Ketidakjelasan status hukum BUMN yang selain tunduk pada UU BUMN, juga harus mengikuti UU Perseroan Terbatas, paket UU bidang Keuangan Negara, paket UU bidang Pemeriksaan dan Pengawasan, serta peraturan perundang-undangan sektoral yang dalam pelaksanaannya terdapat beberapa peraturan perundang-undangan yang terkait dengan kegiatan operasional BUMN mengakibatkan pemerintah menganggap dapat campur tangan dalam pengelolaan dan manajemen BUMN. Pemerintah cenderung memperlakukan BUMN  sebagai organisasi birokrasi, padahal BUMN adalah organisasi bisnis. BUMN banyak dikendalikan oleh birokrasi pemerintah dan berlaku banyak peraturan yang tergolong hukum publik
Arifin P Soeria Atmadja mengkritik mengenai ketidak jelasan status UU BUMN terkait dengan pengertian keuangan Negara, karena dalam UU Keuangan Negara selain tidak memuat batasan yang jelas substansi keuangan negara, undang-undang ini pun secara akademik sama sekali tidak memenuhi syarat rumusan materi sebuah undang-undang. Lebih lanjut dikemukakan bahwa UU Keuangan Negara mengatur substansi yang berada di luar lingkungan kuasa keuangan negara karena mengatur pula keuangan daerah maupun keuangan BUMN dan BUMD yang bukan dalam ruang lingkup bidangnya.[5] Dikaitkan dengan prinsip kekayaan terpisah dalam perseroan, maka kekayaan negara yang telah dipisahkan pada BUMN bukan lagi merupakan milik negara dan tanggung jawab negara. Negara  pada saat yang bersamaan dengan pemisahan kekayaan tersebut tidak lagi memiliki imunitas publik sehingga kedudukannya sama halnya dengan pemegang saham lainnya. Hubungan antara pemegang saham sama dan sederajat secara hukum.[6] Pemisahan kekayaan negara  tersebut mengakibatkan transformasi hukum dari status hukum keuangan publik menjadi status hukum keuangan privat.[7] Persero harus memenuhi unsur-unsur badan hukum seperti yang ditentukan dalam Undang-undang Perseroan Terbatas. Unsur-unsur tersebut adalah organisasi yang teratur, harta kekayaan sendiri, melakukan hubungan hukum sendiri, dan mempunyai tujuan sendiri.[8]
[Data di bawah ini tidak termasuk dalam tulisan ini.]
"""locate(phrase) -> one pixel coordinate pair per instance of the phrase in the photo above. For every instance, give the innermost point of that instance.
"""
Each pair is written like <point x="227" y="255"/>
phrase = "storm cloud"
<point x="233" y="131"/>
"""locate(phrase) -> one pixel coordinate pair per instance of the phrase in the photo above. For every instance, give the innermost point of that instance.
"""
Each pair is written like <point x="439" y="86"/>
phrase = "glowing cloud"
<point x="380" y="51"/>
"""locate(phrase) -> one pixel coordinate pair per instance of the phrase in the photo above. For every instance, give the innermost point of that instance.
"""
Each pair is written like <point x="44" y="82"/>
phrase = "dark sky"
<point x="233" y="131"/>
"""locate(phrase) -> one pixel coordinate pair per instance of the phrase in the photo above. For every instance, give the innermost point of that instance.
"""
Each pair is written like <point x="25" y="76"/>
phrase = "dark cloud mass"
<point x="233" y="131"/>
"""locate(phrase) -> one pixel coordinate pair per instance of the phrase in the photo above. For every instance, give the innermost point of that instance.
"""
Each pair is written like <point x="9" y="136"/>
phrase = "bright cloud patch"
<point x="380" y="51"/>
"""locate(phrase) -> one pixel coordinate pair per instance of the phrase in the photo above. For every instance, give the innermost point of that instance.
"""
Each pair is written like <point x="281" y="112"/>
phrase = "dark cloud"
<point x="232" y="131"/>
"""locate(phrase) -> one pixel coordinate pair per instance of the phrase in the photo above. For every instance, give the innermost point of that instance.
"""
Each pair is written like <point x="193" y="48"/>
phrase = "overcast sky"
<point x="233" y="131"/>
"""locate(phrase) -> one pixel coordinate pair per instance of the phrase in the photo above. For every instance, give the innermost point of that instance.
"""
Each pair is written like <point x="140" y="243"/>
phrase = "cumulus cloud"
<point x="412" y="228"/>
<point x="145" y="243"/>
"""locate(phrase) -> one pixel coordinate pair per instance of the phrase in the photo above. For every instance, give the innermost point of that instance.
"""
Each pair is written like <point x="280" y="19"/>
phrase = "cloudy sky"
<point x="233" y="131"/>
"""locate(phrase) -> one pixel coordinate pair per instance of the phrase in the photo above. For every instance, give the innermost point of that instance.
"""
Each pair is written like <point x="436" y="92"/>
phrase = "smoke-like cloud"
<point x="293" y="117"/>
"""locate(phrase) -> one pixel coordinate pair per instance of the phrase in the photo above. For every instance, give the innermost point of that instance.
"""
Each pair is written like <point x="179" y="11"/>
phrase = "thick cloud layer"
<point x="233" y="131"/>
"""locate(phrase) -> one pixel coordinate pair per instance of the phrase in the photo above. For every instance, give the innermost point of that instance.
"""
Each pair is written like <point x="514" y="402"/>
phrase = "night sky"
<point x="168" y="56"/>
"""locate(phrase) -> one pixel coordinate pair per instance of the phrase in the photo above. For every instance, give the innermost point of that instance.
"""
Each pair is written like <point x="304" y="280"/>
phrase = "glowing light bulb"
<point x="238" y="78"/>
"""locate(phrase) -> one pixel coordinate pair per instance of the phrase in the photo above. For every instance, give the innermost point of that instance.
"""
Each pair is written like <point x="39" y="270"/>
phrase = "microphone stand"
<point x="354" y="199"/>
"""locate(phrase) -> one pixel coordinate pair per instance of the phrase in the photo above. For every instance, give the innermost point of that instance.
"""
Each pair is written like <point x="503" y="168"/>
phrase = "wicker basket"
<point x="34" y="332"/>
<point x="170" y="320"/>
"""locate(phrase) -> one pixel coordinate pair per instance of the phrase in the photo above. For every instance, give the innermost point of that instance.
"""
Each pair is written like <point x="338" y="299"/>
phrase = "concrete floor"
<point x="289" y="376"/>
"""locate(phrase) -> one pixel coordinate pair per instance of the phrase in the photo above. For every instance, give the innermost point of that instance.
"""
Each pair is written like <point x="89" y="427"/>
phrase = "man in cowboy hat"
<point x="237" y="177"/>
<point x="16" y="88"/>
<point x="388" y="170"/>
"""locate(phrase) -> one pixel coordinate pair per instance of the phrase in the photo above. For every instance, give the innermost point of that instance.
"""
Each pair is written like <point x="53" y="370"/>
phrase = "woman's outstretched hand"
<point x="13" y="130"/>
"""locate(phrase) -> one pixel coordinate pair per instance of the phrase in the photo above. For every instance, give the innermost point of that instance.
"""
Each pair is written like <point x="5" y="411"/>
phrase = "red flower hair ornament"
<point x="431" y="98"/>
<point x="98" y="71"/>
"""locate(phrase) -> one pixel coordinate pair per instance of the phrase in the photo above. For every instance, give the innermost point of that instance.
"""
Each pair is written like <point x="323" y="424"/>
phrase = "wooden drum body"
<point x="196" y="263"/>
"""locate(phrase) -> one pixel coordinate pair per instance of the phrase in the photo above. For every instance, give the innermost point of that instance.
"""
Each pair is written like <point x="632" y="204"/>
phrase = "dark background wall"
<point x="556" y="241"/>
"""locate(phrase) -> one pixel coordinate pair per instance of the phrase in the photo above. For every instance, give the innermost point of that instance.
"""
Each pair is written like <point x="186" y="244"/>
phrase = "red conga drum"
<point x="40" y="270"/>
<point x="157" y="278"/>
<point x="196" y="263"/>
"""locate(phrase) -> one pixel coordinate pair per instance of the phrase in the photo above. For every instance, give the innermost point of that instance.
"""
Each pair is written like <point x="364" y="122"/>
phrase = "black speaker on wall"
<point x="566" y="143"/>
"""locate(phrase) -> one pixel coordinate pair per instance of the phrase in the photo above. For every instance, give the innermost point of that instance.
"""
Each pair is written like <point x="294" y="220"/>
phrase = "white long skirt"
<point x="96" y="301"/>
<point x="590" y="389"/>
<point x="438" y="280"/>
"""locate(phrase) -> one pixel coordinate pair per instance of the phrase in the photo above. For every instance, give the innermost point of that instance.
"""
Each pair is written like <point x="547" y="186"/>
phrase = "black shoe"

Doktrin hokum yang digunakan dalam UU Keuangan Negara dimana menyatakan kekayaan BUMN persero juga merupakan kekayaan Negara adalah bersumber dari kewajiban Negara sebagai penyedia pelayanan dasar kepada masyrakat sebagaimana mandat konstitusi pasal 33 ayat (2) Undang-Undang Dasar 1945 yang menyatakan : “Cabang-cabang produksi penting bagi Negara dan yang menguasai hajat hidup orang banyak dikuasai oleh Negara”. Dibentuknya BUMN yang bergerak pada sector-sektor produksi yang penting dan menguasai hajat hidup orang banyak merupakan bagian dari peran Negara untuk menyediakan pelayanan dasar dan pemenuhan kebutuhan masyarakat yang tujuannya sebesar-besarnya untuk kemakmuran rakyat. Oleh karena BUMN bergerak dalam sector-sektor penting yang menguasai hajat hidup orang banyak maka pengelolaan keuangannya harus dapat efisien, ekonomis, transparan, dapat dipertanggungjawabkan dan diawasi penggunaannya.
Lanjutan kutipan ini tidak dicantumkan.